Kis marz ki dawa hain aap (Which is the disease you can cure), one is tempted to ask of the Central Bureau of Investigation (CBI) in the wake of its much publicised search and seizure carried out in premises owned by promoters of NDTV. It certainly has not cured corruption and it has been embarrassingly selective in whatever it has chosen to cure. What is more, it may have landed the Modi Government in a catch-22 situation by appropriating the power to go after the private sector as well.

By design or by accident, it was on the April Fool’s Day in 1963 that the Central Bureau of Investigation came into being. Thought of by the then Home Minister Lal Bahadur Shashtri, who went on to become the Prime Minister for a short while, the agency was expected to investigate corruption in central government with inter-state ramifications. Gradually cases began to be referred to it by states and the high courts, a trend which has now turned into a deluge.

It is to the credit of the pioneers that the agency built up an enviable reputation for professionalism, although its top echelons continue to be drawn from the generally poorly rated state police and para-military organisations. Not one, not two but three of the senior most officers in the CBI today belong to the Gujarat cadre, where BJP national president Amit Shah was the Home Minister. And nobody can possibly suggest that this is just a coincidence.

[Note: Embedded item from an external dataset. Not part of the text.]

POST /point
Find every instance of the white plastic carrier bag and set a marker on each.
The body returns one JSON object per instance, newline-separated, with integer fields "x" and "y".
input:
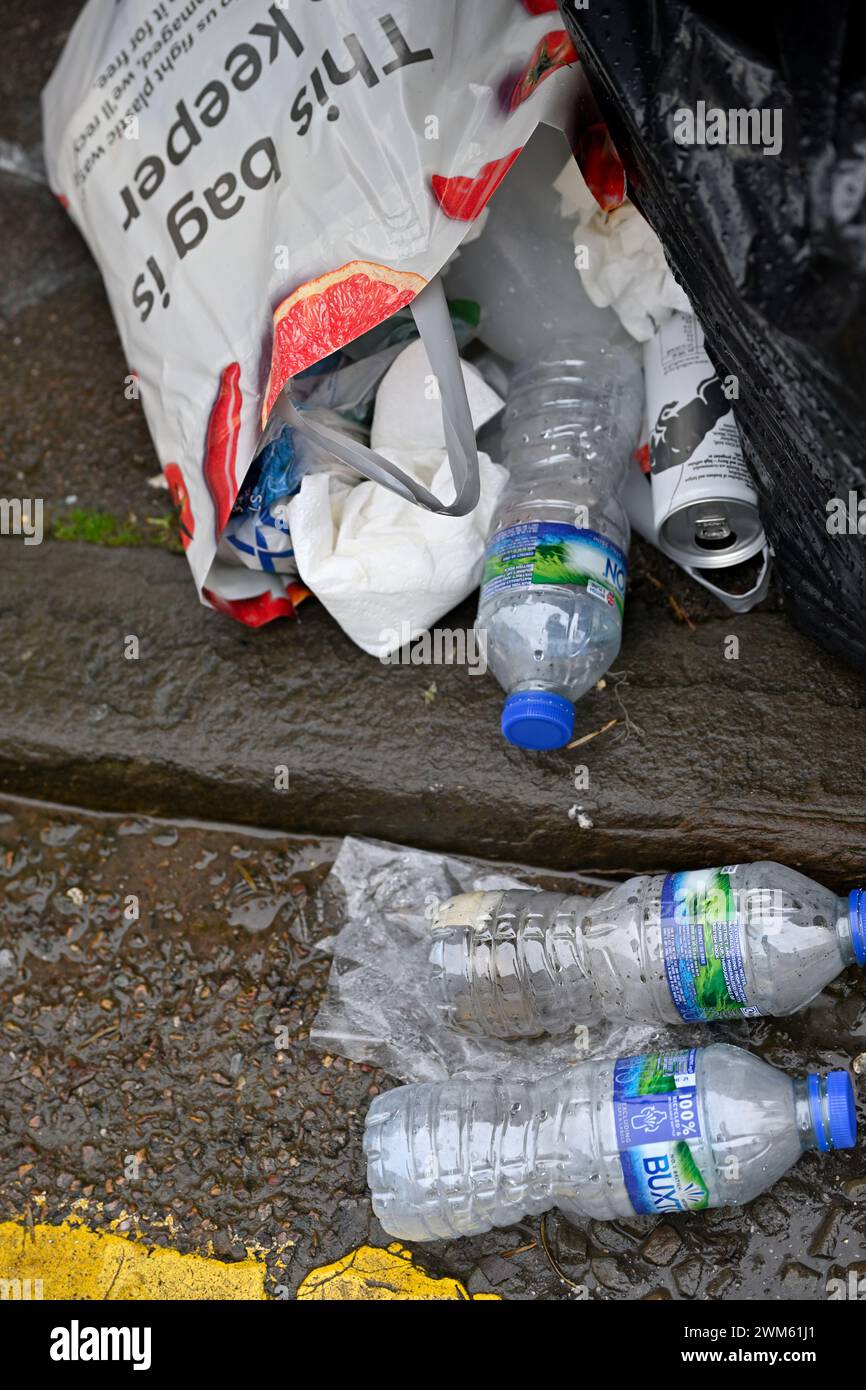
{"x": 264, "y": 182}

But while the reputation of the agency is such that even state governments run by the opposition, the high courts and the Supreme Court routinely transfer cases to the CBI, its credibility and independence has increasingly come into question. It does not have a great record in cracking cases related to cyber crime and economic offences either. In any case the proof of the pudding being in its eating, it would be safe to point out that neither judicial activism nor the CBI have helped in lowering the incidence of economic offences in the country. It has on the contrary increased in direct proportion to the increase in the Government’s budget and the GDP.

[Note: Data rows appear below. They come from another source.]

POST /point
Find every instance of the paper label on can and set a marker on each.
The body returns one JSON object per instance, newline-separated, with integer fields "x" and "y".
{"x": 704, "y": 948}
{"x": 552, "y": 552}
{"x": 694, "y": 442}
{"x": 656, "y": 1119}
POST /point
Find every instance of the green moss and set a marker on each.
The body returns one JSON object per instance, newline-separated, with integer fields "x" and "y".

On Tuesday this week the agency put out a statement in defence of its search and seizure operations carried out in four premises of RRPR (Radhika Roy Prannoy Roy) Holdings Pvt Ltd, promoters of NDTV, a leading media house in the country. The agency made the following claims:

  • It had not raided NDTV because of its faith in freedom of the Press!
  • The raid in RRPR Holdings Pvt Ltd followed a private complaint by one Sanjay Dutt, a former NDTV employee and minor shareholder of both NDTV and ICICI bank.
  • That the complaint was related to a loan waiver settled between the bank and the company in 2010—and not because of any default in payment.
  • That the private complaint was received by the CBI in April, 2017. It found a prima facie case after due diligence, registered a case on June 2 and followed it up with a raid on June 5.
  • Since the ‘investigation’ is still continuing under ‘due process of law’, the CBI statement added, it would be unfair to jump to conclusions and blame the lily-white agency of any ulterior motive.
  • Responding to criticism that it had no role in a settlement between two private parties, it cited a Supreme Court ruling to point out that even private bank officials are to be deemed as ‘public servants’ in such cases!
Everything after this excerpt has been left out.